NavList:

Antoine C, you wrote:
"would a typo not explain..."

Yes, thanks. April 30, not April 29. Of course I have made a common celestial navigation mistake here, and it's one that I regularly warn my students about! The local date was April 29, but switching into the early hours of UT, I forgot to advance the date (and this was in my paper notes, too, so I can't say it was "just a typo"). My mistake does also narrow the possible longitudes, right? I previously said that the observer was in the western hemisphere, and that was the only clue. This knocks out a further fraction of the western hemisphere, before we even simulate the astronomical circumstances.

I mentioned the issue of error in the fix.
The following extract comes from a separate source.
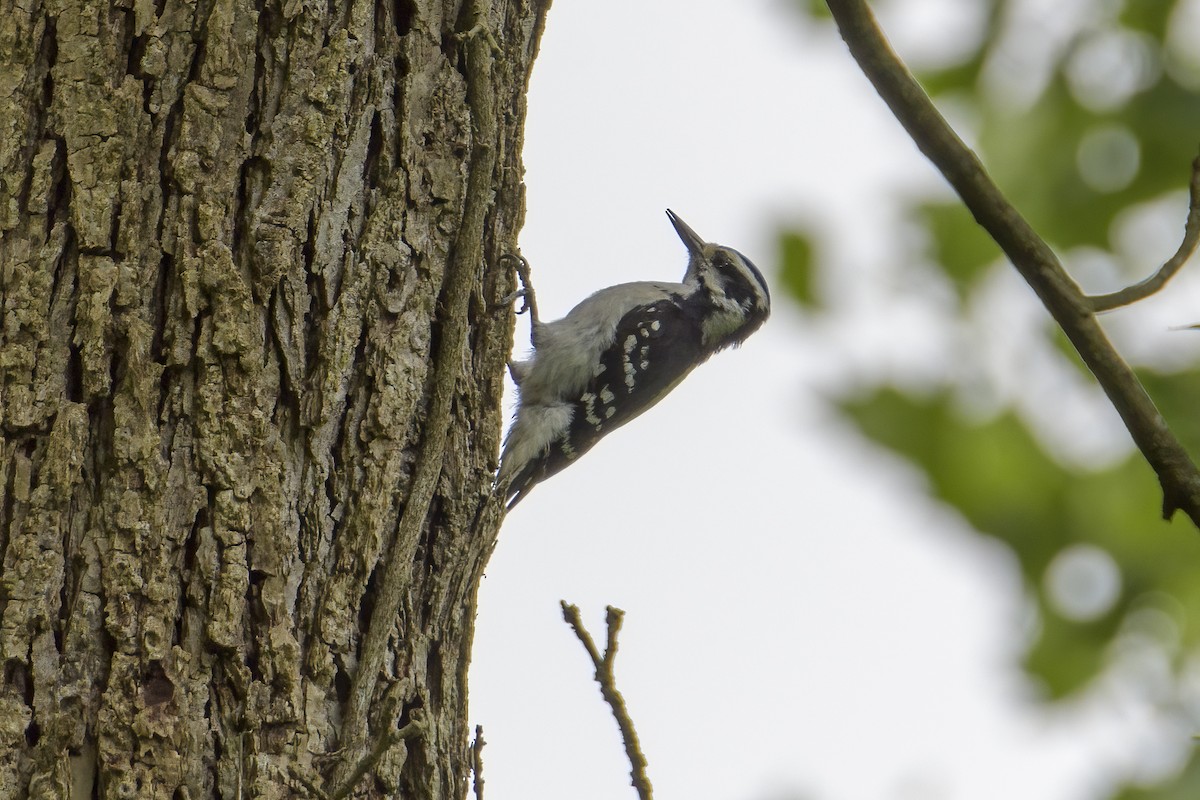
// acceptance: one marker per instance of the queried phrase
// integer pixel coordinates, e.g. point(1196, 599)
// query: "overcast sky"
point(801, 621)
Each "lunar distance", observed at known UT, places us on a cone of position. The apex of the cone is at the center of the Moon. If we observe two stars, the cones have the same apex at the Moon's center, and they intersect along a ray (formally infinite in length) emanating from there. The spot where that ray intersects the Earth is our fix. 

Looking at just one cone of position, its "opening angle" is equal to the measured lunar distance. The cone opens wider by one minute of arc if our observation changes by one minute of arc. But down here on terra firma we don't care about some giant cone in three-dimensional space. We only need that small portion that is near us, and that small portion is nearly a flat plane, The observation places us on a plane, and the uncertainty in the observation shifts that plane towards/away from the Moon's center. If the Moon is high in the sky, a shift in the measured distance by 0.1' of arc (at the Moon's center) does not correspond to a position error of 0.1 nautical mile, as it would on the Earth. Instead our surface is sixty times beyond the Earth's radius (Radius of Earth about 3438 n.m., distance Moon-Earth about 206,000 n.m. *), so an error of 0.1' shifts the "plane of position" by 6 nautical miles. Direction has minimal impact when the Moon is near the zenith.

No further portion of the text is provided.